Suppose I have a four class problem whose continuous output values are in same range. (suppose within 10-50).If I put all class data (the training data) in a single .csv file (for WEKA) with continuous outputs for each training sample...then how my regression model will tell me that the output(continuous) obtained is for which class??? I want to do simultaneous quantification of multi-class input data
1 Answers
I'm still now completely sure what is your problem, but I assume that you have four datasets, in each you have a regression problem, and you want to perform a regression on the cumulative dataset and expect the model not only to recover the regressed value but also the "source".
- In naive implementation (just concatenating data) it is not possible, as you will lose any information regarding the sourece of the data
- You can augment the output value, so instead of just "Y" (regression value) you also add another value indicating which set it is from, for example:
.
Set1:
x11 -> y11
Set2:
x21 -> y21
Set3:
x31 -> y31
Set4:
x41 -> y41
you convert it to
Big set:
x11 -> (y11,1)
x21 -> (y21,2)
x31 -> (y31,3)
x41 -> (y41,4)
Or in unary coding
Big set:
x11 -> (y11,1,0,0,0)
x21 -> (y21,0,1,0,0)
x31 -> (y31,0,0,1,0)
x41 -> (y41,0,0,0,1)
This way, once trained you can not only retrieve the regression value, but also the source dataset (which your refer to as "class").
And of course the simplest solution would be to build two separate models, one for regression and one for the classification, this way you can use models which are designed for these tasks (while using one model requires selecting some suboptimal solution for at least one part).
Big set regression:
x11 -> y11
x21 -> y21
x31 -> y31
x41 -> y41
Big set classification:
x11 -> 1
x21 -> 2
x31 -> 3
x41 -> 4
The question whether it is beneficial to create such "big set" instead of working on the small ones is equivalent of answering the question:
Wheter the value being regressed has very similar predictors in each of the subproblems
So - if you have reasonable justification, that in each subproblem this feature can be derived in the similar way (as it corresponds to some physical phenomena independent on your data splitting) then yes, it is a good approach.
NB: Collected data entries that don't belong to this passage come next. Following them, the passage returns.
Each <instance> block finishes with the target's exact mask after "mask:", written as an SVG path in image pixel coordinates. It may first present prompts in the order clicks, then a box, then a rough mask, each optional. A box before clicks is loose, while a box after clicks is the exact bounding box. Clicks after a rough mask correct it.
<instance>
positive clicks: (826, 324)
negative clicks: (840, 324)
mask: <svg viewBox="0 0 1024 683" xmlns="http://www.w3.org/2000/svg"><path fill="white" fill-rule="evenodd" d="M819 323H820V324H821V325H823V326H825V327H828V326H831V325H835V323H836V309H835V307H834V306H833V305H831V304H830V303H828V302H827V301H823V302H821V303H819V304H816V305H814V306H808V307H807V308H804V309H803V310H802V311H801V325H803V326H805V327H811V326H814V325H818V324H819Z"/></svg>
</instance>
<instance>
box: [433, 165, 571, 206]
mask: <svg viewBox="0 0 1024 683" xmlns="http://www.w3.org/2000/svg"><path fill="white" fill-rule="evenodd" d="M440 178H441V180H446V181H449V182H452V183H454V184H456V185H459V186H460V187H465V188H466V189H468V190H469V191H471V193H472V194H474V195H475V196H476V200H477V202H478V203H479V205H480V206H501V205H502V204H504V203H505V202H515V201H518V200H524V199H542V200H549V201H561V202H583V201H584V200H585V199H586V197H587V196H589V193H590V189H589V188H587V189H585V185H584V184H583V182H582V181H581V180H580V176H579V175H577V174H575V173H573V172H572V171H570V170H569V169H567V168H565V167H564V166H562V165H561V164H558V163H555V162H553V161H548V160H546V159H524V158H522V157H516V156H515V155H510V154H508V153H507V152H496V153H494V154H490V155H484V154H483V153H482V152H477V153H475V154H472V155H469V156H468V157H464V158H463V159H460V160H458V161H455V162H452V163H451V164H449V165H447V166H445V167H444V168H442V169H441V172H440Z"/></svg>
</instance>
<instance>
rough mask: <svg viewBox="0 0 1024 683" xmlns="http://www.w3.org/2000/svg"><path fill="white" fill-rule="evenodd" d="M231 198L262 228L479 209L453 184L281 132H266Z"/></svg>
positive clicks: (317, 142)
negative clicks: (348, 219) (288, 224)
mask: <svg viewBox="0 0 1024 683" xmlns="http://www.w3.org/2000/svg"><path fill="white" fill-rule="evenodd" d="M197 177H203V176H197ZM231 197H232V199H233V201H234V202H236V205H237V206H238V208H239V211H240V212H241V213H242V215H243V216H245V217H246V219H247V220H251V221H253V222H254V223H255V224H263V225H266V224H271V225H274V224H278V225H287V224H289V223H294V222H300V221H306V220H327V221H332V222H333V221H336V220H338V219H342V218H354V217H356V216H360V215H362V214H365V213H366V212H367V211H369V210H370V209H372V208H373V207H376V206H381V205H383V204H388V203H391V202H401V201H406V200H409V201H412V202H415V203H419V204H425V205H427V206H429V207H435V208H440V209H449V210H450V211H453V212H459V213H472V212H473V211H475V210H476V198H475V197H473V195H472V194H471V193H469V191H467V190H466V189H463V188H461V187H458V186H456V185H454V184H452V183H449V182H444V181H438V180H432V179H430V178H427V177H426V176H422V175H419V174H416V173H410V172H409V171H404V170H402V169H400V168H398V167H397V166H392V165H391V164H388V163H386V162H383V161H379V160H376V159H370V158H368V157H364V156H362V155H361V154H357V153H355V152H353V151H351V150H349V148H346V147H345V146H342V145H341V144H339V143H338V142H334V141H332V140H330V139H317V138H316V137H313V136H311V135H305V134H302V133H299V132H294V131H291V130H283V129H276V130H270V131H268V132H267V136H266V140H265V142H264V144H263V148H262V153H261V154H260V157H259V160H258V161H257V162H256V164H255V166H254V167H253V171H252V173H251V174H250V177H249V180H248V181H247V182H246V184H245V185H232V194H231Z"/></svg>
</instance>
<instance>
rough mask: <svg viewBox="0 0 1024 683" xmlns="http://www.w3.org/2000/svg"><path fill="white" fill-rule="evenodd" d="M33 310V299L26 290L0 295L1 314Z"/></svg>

Although such steps should be taken only when you have very limited training set - given enough data it is better to assume that each subproblem have different characteristics in order to prevent the model biasing. Finally, the "ultimate" answer is "check both methods and evaluate wich behaves better" (using for example cross-validation), which will also give you some insight into whether this value is truly independant in the subsets.